Gabriano Shelton

Personal information
- Full name: Gabriano Jabez Shelton
- Date of birth: 27 September 2007 (age 17)
- Place of birth: England
- Position(s): Right-back, midfielder

Team information
- Current team: Liverpool

Youth career
- Years: Team
- 0000: SV Avenwedde
- 0000: PRB Gütersloh
- 0000: APOEL
- 2017: Allstars
- 2017–: Liverpool

= Gabriano Shelton =

South African soccer player (born 2006)

Gabriano Jabez Shelton (born 27 September 2007) is a footballer who plays as a right-back or midfielder for Liverpool.

==Early life==
Shelton was born in England to South African parents from Vergenoeg, East London, Eastern Cape. His father was a footballer for local side Saints Football Club in East London, and also played cricket for United Cricket Club. After the family moved to England in 2005, his father enrolled in the British Army.

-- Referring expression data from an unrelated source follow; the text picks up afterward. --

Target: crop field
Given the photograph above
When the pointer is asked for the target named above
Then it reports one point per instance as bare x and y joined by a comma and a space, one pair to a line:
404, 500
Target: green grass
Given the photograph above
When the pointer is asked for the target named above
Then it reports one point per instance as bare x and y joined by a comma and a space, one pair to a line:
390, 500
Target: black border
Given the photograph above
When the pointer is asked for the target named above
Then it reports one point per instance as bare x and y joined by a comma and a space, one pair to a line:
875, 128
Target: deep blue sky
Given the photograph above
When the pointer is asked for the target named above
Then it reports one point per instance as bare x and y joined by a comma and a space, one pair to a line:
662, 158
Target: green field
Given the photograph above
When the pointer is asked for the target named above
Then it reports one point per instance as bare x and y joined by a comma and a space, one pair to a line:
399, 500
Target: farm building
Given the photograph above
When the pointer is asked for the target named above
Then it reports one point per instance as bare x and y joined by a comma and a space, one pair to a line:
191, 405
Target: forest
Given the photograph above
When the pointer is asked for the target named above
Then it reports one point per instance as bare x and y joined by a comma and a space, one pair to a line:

Shelton attended the St Francis Xavier's College in Liverpool.

==Club career==
Shelton started his career at the age of six in Germany, where he played for SV Avenwedde and PRB Gütersloh, before his family moved to Cyprus, and he played for APOEL. He returned to England, joining local Wigan-based side Allstars in October 2017. After being scouted by Manchester City, Burnley and Liverpool, he joined the academy of the latter in December of the same year.

==International career==
Having witnessed the racial abuse suffered by Bukayo Saka, Marcus Rashford and Jadon Sancho following their penalty misses for England in the final of the UEFA Euro 2020, Shelton decided he wanted to represent South Africa at international level. While playing an academy game for Liverpool, Shelton noticed that former South African international Quinton Fortune was watching the match, and approached him to ask for advice regarding starting his international career. Fortune gave him the telephone number of South Africa under-17 manager, Duncan Crowie, and Shelton attempted to contacted him in order to express his desire to represent the nation, but initially did not hear back. Fortune also contacted former teammate, and current South African under-17 assistant manager, Aaron Mokoena, on Shelton's behalf, and Mokoena stated that Shelton would be assessed.

After eventually hearing back from Crowie, he was called up to the South Africa under-17 squad ahead of the 2023 U-17 Africa Cup of Nations. However, after suffering an illness and having to be hospitalised, he had no choice but to withdraw from the squad.

==Style of play==
Shelton has listed his best position as being right-back, as it gives him the opportunity to attack down the wing. He has stated that his second-best position is as a central midfielder, where he is capable of breaking up play and starting attacks.

==Personal life==
His brother, El Niño, is also a footballer, and currently also plays in the academy of Liverpool.